Published data by our team [6,7,8,33] demonstrate that what triggers sepsis is aberrant apoptosis that leads to secondary necrosis of cells induced to produce iNOS, to the release into the circulatory system of microvesicle-associated iNOS, and ultimately to the life-threatening sepsis cascade. This is a new pathophysiological pathway that was recently discovered and confirmed for the sepsis pathology.
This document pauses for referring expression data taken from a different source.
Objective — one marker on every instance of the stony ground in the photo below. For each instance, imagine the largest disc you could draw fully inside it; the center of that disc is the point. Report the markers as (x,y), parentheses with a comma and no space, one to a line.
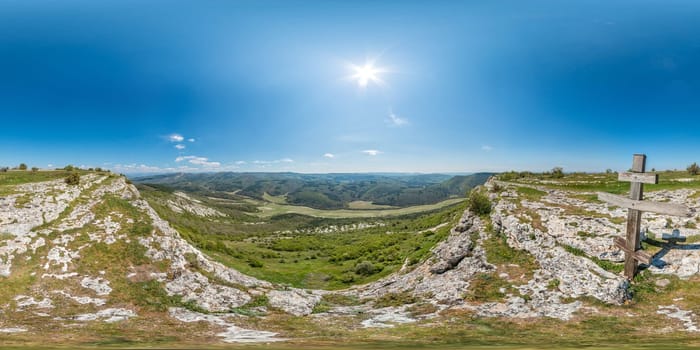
(96,259)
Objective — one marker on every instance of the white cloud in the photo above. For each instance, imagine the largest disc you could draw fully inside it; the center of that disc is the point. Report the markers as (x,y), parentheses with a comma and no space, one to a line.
(175,138)
(276,161)
(198,161)
(395,120)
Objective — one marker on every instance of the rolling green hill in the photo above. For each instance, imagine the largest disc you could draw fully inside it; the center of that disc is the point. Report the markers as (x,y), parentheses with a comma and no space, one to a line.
(325,191)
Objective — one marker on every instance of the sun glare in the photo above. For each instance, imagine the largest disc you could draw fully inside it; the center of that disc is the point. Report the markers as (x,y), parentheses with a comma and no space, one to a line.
(366,74)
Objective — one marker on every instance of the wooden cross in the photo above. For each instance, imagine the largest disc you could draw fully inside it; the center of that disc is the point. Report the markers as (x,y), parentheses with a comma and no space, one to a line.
(632,244)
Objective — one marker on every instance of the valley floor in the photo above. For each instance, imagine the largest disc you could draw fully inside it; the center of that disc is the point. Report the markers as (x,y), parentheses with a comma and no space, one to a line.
(96,265)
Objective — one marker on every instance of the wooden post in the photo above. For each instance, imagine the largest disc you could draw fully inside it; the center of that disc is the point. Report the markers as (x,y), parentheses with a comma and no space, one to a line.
(634,218)
(632,245)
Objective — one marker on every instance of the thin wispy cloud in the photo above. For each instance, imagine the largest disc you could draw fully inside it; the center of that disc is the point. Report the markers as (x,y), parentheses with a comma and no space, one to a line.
(203,161)
(276,161)
(176,138)
(396,121)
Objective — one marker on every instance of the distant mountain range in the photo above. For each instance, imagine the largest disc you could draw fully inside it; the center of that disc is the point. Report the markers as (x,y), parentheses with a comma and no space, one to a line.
(325,191)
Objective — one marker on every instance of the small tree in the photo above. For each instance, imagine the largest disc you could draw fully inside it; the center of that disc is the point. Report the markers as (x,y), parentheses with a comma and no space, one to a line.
(479,203)
(73,179)
(557,172)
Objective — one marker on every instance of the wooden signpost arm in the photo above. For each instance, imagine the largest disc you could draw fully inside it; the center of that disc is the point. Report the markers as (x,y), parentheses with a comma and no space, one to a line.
(634,217)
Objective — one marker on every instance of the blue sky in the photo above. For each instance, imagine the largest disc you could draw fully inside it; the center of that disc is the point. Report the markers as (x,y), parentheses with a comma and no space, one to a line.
(153,86)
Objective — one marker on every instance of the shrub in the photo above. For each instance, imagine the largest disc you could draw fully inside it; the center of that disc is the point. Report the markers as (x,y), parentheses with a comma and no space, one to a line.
(255,263)
(557,172)
(365,268)
(479,204)
(73,179)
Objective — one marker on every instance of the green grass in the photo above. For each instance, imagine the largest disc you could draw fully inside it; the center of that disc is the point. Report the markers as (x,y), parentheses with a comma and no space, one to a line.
(269,209)
(281,249)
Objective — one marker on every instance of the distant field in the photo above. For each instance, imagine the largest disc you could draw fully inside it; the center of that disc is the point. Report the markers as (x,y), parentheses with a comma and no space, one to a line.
(269,209)
(368,205)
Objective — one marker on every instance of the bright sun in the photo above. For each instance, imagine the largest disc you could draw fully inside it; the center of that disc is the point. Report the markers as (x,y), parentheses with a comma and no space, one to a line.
(365,74)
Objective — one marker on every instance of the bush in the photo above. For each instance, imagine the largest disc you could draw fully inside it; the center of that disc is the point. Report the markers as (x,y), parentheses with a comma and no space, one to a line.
(479,204)
(365,268)
(557,172)
(255,263)
(73,179)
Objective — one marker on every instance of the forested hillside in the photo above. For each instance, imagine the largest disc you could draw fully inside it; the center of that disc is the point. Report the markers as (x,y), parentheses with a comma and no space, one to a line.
(326,191)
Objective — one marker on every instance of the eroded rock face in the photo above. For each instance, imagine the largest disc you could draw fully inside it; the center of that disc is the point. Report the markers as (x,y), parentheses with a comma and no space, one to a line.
(231,333)
(444,278)
(441,280)
(296,301)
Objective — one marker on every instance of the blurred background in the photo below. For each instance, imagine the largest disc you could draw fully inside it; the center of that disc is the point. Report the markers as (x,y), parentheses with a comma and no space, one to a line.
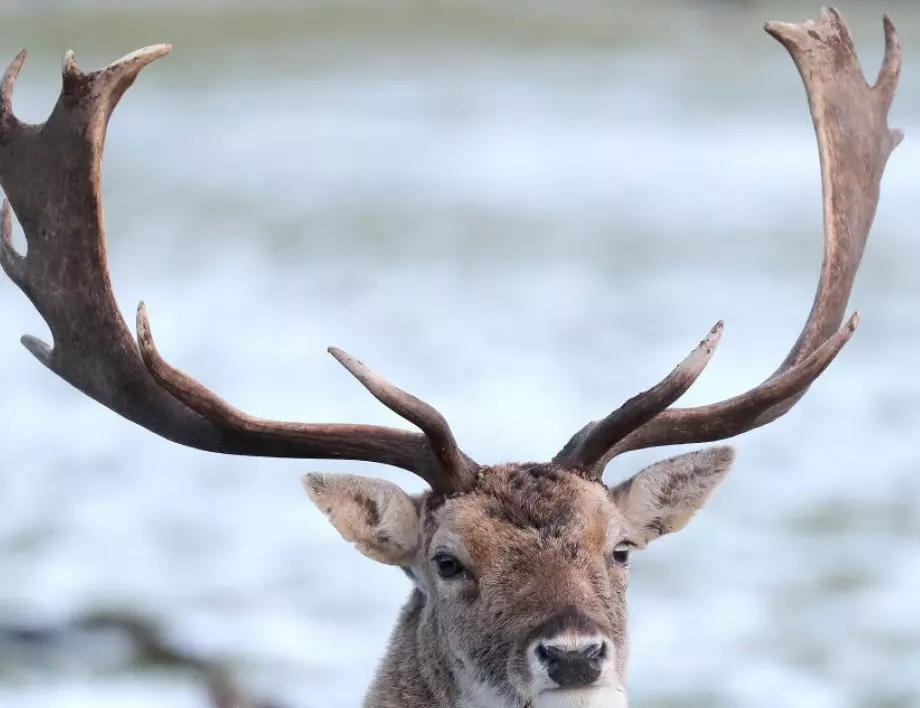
(524,212)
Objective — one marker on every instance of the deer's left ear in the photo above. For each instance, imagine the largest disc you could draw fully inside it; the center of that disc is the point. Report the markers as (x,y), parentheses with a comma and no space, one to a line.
(664,497)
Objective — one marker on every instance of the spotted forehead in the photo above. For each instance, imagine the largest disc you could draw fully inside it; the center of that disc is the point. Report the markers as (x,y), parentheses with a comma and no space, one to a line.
(514,505)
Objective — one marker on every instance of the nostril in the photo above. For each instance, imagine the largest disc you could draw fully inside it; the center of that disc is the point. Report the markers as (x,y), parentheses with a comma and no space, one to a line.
(595,650)
(572,668)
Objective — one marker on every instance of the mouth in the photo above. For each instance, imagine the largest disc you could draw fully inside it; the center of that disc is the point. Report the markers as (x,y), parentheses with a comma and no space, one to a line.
(595,696)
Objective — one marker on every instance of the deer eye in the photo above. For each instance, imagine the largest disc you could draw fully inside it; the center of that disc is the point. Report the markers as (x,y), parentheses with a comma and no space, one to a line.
(448,566)
(621,553)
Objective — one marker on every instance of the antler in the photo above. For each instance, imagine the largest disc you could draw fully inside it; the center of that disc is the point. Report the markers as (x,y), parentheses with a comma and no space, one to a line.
(854,142)
(51,176)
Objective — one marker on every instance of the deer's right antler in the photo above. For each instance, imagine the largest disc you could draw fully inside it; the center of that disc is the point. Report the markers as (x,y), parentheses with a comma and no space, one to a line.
(51,175)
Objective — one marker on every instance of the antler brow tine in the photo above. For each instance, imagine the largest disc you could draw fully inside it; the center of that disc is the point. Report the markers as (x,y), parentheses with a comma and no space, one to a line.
(51,176)
(854,143)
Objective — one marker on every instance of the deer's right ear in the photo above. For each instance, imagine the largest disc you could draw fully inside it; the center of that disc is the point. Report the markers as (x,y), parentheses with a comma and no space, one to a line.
(379,518)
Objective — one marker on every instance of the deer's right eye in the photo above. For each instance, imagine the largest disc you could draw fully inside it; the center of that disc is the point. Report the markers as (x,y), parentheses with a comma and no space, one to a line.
(448,566)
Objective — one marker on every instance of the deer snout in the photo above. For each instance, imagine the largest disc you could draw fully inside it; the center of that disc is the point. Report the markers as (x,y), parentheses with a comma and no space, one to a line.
(572,664)
(570,650)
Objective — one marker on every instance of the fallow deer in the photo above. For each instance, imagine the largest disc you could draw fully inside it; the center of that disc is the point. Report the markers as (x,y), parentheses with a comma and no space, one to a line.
(520,570)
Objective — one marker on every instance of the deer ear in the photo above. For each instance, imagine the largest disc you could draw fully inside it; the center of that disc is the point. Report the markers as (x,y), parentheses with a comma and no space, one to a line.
(379,518)
(664,497)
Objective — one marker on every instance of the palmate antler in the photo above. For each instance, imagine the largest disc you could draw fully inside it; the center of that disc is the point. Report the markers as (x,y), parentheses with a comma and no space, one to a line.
(854,142)
(51,175)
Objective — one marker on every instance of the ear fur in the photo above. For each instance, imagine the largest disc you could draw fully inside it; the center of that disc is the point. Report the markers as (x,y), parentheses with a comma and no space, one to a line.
(379,518)
(663,497)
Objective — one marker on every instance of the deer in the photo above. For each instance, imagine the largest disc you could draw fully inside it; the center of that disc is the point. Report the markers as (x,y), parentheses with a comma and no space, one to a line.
(519,570)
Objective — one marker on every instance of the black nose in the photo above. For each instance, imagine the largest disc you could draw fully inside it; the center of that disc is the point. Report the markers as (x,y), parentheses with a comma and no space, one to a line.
(572,668)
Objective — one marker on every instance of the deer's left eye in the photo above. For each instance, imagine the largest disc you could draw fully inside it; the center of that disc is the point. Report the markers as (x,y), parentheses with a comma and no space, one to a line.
(620,554)
(448,566)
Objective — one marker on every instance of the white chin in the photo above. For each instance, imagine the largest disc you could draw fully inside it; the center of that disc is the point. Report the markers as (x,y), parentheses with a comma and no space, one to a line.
(604,697)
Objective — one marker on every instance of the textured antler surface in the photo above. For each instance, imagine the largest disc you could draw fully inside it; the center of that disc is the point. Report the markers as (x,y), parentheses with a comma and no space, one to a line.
(51,175)
(854,143)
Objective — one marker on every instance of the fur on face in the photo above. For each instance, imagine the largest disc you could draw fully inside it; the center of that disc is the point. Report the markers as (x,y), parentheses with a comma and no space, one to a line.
(529,566)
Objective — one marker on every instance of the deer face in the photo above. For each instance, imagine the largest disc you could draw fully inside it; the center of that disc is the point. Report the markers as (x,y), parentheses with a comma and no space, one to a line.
(524,577)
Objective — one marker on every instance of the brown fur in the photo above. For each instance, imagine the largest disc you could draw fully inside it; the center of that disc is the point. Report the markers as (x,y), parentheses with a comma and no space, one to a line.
(536,544)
The left-hand side of the illustration depicts a cell that has been induced by the inflammatory cytokine storm to make iNOS. The red dashed line indicates that macrophages (Mø) do not recognize this cell as apoptotic. Thus, this induced apoptotic cell is not properly scavenged by a macrophage and instead undergoes secondary necrosis, which is depicted in the right-hand side of this illustration. The secondarily necrotic, induced cells swell, burst, and release their cellular contents into the circulatory system, including iNOS-containing microvesicles (depicted as extracellular green balls).

Figure 4

This illustration shows the causative role that microvesicle-associated iNOS (MV-A iNOS), shown as green balls, plays in sepsis. Once the MV-A iNOS is delivered as cargo contained in circulating microvesicles to receiver cells at distal sites in the body, the active iNOS enzyme is internalized into the receiver cells, where it produces toxic quantities of nitric oxide. This kills the receiver cell, which produces microperforations in barrier structures that then leak, and it also damages the myocardium of the heart, which leads to hemodynamic collapse and death.